Yes there are more pairs like that. We know we can specify a matroid by its set of circuits and bases.

So now let $$B=C=\{X\subset\{1,2,3\}| |X|=2\}$$ Now consider the matroids $$M_1=(\{1,2,3,4\},\text{bases}=B)$$ $$M_2=(\{1,2,3,4\},\text{circuits}=C)$$ So $M_1$ and $M_2$ both have underlying set $\{1,2,3,4\}$, and there bases resp circuits specified as above. These will not be uniform matroids, but by definition have the required property.

Claim: Given two loop-free matroids $M_1$ and $M_2$, $\mathcal{B}(M_{1}) =\mathcal{C}(M_2)$ if and only if $M_1$ and $M_2$ are both partition matroids with $M_1 = \bigoplus_{i = 1} ^nU_{r_i,n_i}$ and $M_2 =\bigoplus_{i = 1} ^n U_{r_i-1,n_i}$.

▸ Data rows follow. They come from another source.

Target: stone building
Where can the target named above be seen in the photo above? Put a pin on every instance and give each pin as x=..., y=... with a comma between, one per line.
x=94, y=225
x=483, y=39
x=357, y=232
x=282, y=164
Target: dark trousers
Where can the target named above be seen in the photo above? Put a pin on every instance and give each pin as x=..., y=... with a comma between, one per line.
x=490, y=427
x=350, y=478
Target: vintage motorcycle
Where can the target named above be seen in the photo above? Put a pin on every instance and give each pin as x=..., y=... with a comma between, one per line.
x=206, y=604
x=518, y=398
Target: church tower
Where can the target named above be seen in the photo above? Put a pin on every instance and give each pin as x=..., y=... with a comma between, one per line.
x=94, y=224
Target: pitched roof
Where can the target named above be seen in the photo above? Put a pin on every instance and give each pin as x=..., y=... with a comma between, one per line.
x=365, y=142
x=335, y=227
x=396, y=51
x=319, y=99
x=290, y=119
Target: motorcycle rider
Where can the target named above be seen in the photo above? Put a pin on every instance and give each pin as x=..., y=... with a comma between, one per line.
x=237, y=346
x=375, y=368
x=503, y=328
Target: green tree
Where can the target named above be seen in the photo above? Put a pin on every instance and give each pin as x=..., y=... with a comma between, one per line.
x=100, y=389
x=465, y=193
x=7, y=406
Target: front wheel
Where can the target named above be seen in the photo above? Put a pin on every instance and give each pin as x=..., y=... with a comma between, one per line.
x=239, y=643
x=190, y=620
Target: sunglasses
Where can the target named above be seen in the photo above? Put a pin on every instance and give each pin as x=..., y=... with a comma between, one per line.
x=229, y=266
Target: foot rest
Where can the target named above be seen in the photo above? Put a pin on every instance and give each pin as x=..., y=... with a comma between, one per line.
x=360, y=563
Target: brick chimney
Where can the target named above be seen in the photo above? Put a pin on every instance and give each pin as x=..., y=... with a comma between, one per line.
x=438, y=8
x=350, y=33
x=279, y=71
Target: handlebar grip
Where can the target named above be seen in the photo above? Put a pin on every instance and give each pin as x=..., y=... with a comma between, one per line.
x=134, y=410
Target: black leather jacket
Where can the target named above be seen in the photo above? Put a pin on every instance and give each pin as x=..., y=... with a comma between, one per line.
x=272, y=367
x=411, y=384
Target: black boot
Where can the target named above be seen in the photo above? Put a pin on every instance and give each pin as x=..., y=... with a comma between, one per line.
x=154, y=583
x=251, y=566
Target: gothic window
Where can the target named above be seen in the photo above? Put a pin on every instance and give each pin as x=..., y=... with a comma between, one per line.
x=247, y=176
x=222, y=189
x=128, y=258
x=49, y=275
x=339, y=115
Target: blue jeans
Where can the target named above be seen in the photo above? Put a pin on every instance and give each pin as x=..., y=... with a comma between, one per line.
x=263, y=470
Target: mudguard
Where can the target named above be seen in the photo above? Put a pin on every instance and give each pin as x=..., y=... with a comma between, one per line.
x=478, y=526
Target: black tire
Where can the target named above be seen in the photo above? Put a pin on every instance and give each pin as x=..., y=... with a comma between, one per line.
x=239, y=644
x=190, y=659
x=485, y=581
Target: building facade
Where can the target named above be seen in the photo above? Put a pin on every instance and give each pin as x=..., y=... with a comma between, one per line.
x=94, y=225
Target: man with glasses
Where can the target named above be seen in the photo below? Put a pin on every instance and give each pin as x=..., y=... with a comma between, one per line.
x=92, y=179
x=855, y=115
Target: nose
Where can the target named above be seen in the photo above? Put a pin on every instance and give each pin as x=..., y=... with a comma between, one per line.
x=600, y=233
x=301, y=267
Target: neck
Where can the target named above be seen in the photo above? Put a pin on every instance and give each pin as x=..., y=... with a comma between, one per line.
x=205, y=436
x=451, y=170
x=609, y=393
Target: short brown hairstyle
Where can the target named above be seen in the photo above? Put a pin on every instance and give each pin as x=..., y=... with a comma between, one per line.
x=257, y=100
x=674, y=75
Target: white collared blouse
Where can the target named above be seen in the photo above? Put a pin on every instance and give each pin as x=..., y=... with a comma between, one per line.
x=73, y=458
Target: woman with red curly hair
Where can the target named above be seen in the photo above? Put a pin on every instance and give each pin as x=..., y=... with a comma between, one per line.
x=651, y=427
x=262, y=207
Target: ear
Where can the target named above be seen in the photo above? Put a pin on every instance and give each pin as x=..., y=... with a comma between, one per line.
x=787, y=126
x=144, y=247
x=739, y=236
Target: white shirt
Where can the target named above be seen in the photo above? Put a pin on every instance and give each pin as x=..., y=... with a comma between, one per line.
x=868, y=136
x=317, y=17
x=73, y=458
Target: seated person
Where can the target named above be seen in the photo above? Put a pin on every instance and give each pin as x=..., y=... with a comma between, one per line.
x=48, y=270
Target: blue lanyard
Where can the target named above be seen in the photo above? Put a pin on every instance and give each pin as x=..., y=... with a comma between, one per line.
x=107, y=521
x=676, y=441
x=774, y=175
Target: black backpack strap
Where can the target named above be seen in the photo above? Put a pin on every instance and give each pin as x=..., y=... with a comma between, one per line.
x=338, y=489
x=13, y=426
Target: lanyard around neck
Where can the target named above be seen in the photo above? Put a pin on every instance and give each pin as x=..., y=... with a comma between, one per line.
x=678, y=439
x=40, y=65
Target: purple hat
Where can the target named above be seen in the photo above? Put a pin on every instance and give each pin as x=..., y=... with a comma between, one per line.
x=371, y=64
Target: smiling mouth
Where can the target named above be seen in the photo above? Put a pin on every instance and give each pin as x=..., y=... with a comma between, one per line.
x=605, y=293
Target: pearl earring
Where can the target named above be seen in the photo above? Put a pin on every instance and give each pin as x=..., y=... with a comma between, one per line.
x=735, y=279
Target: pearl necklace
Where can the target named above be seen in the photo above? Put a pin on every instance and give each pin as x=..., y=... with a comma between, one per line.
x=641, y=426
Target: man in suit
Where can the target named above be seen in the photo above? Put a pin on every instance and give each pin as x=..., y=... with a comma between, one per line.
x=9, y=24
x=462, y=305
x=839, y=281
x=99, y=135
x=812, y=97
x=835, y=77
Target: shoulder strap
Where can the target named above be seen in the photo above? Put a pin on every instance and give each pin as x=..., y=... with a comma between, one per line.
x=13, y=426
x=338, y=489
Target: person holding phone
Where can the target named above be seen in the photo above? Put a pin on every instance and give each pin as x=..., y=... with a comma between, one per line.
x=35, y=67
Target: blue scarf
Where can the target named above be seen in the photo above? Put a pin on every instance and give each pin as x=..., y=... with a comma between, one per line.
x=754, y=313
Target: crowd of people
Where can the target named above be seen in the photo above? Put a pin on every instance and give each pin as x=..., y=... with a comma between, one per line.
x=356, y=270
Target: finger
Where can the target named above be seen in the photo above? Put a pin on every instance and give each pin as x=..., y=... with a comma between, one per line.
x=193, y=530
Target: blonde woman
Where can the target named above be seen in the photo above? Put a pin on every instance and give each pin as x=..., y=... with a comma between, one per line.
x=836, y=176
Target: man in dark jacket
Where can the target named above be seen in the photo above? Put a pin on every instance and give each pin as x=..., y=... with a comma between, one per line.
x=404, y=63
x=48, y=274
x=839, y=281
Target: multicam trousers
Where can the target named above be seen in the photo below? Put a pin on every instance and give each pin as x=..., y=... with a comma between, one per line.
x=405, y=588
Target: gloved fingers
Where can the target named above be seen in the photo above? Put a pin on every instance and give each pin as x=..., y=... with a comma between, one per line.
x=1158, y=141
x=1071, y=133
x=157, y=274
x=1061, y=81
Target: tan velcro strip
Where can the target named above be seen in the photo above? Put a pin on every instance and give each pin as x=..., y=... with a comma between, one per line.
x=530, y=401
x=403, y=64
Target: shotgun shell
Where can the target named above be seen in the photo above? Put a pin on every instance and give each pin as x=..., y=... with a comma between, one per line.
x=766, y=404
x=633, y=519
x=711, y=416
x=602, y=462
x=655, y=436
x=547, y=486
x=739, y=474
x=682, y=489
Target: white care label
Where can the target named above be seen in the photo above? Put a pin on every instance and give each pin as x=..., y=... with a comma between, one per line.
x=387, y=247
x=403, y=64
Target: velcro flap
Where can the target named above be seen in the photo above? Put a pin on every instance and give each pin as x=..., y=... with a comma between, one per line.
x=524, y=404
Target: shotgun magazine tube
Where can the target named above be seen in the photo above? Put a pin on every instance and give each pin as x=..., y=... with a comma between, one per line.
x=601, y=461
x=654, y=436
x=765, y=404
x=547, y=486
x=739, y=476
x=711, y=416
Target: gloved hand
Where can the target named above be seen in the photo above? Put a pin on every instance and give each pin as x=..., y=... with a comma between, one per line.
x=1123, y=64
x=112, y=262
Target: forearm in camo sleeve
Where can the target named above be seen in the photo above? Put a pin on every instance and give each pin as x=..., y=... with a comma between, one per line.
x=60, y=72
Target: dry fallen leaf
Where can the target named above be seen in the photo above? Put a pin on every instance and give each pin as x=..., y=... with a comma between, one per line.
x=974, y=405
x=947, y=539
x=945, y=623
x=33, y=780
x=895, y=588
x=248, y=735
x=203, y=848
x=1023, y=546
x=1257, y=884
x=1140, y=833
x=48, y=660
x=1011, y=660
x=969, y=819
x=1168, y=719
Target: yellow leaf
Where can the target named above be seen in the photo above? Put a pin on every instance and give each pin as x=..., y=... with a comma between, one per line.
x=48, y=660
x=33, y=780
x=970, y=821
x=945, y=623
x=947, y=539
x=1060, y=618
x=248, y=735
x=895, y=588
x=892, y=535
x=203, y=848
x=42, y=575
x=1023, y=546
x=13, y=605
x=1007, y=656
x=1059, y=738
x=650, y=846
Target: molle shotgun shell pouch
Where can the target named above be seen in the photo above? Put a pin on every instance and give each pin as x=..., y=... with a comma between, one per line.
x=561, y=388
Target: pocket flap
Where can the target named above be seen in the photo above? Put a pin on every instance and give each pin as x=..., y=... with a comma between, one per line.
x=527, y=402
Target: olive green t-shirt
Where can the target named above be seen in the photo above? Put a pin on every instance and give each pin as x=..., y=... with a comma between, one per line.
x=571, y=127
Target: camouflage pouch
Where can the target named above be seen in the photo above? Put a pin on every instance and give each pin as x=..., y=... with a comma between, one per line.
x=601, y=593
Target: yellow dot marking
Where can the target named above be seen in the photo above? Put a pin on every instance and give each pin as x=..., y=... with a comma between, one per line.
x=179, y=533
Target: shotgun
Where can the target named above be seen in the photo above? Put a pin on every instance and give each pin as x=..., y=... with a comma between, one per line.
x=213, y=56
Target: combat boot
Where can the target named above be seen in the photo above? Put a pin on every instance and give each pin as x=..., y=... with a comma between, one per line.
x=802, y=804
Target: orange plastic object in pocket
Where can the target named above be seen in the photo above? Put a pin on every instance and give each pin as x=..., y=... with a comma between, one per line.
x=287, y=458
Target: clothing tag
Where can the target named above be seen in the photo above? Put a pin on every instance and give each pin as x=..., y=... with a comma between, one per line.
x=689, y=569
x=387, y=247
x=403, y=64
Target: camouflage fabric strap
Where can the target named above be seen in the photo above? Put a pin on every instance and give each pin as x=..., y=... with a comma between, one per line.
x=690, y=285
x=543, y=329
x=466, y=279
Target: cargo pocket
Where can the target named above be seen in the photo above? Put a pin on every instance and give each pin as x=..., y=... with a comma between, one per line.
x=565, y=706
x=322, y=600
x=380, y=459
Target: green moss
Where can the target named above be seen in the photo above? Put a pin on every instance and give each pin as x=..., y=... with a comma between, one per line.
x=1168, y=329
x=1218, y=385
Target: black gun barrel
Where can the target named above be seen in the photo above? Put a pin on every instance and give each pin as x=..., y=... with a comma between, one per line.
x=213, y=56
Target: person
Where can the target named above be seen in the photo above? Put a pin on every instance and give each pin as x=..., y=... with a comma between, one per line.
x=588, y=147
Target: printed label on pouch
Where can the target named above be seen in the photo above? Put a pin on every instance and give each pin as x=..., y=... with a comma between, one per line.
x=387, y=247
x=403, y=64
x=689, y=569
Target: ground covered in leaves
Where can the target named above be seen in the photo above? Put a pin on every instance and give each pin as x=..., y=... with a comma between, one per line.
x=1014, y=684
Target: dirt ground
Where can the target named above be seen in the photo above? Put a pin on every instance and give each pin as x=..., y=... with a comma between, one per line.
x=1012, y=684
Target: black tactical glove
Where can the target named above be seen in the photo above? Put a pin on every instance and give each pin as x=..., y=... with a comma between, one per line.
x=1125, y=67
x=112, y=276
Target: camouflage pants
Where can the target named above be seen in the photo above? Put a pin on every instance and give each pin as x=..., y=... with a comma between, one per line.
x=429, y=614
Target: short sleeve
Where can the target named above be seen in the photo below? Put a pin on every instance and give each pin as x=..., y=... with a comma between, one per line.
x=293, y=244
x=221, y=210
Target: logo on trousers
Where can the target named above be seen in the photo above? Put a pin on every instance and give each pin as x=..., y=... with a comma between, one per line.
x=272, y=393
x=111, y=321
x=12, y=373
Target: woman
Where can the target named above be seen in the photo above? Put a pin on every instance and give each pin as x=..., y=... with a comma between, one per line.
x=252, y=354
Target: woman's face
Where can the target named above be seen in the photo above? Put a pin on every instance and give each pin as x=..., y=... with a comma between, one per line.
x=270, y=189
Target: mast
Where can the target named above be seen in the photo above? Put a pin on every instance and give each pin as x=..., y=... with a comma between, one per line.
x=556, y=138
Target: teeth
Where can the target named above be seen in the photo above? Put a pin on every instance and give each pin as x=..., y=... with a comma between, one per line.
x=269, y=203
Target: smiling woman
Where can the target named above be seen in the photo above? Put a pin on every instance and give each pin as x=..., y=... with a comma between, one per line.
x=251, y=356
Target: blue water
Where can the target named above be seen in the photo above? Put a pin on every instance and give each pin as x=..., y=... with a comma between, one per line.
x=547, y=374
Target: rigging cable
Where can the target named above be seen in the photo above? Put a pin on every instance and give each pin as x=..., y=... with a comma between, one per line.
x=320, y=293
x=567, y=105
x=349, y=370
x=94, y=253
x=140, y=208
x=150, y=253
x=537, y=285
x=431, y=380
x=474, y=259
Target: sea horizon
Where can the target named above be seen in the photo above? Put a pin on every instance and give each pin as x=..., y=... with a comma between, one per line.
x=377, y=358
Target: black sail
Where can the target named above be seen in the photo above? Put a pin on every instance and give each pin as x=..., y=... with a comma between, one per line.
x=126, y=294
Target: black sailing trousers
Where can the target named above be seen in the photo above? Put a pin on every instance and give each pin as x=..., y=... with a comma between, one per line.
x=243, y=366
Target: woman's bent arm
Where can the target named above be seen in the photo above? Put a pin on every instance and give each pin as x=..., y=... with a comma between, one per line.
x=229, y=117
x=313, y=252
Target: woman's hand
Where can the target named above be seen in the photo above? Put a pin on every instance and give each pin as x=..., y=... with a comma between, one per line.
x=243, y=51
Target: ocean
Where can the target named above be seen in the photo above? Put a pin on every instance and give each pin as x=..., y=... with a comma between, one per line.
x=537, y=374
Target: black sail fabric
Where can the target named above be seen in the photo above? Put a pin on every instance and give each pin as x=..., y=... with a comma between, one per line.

Since bases (respectively, circuits) of a direct sum of matroids are just the disjoint union of bases (respectively, circuits) of the summands, it's enough to prove the above claim in the case when $M_2$ is connected.

Claim: Let $M_2$ be connected. Then $\mathcal{B}(M_1)=\mathcal{C}(M_2)$ if and only if there exist $1<r<n$ such that $M_1 = U_{r,n}$ and $M_2 = U_{r-1,n}$.

The "if" direction follows directly from the definition of uniform matroids. To prove the "only if" direction first let $r$ be the rank of $M_1$. Then every circuit of $M_2$ has cardinality $r$ and so by connectivity $M_2$ has rank $r-1$. So by Exercise 1.3.4 in Oxley's Matroid Theory, $M_2$ is uniform. Say $M_2=U_{r-1,n}$. Then $B(M_1)$ is the set of all $r$ element sets of an $n$ element set and so $M_1=U_{r,n}$, proving the claim.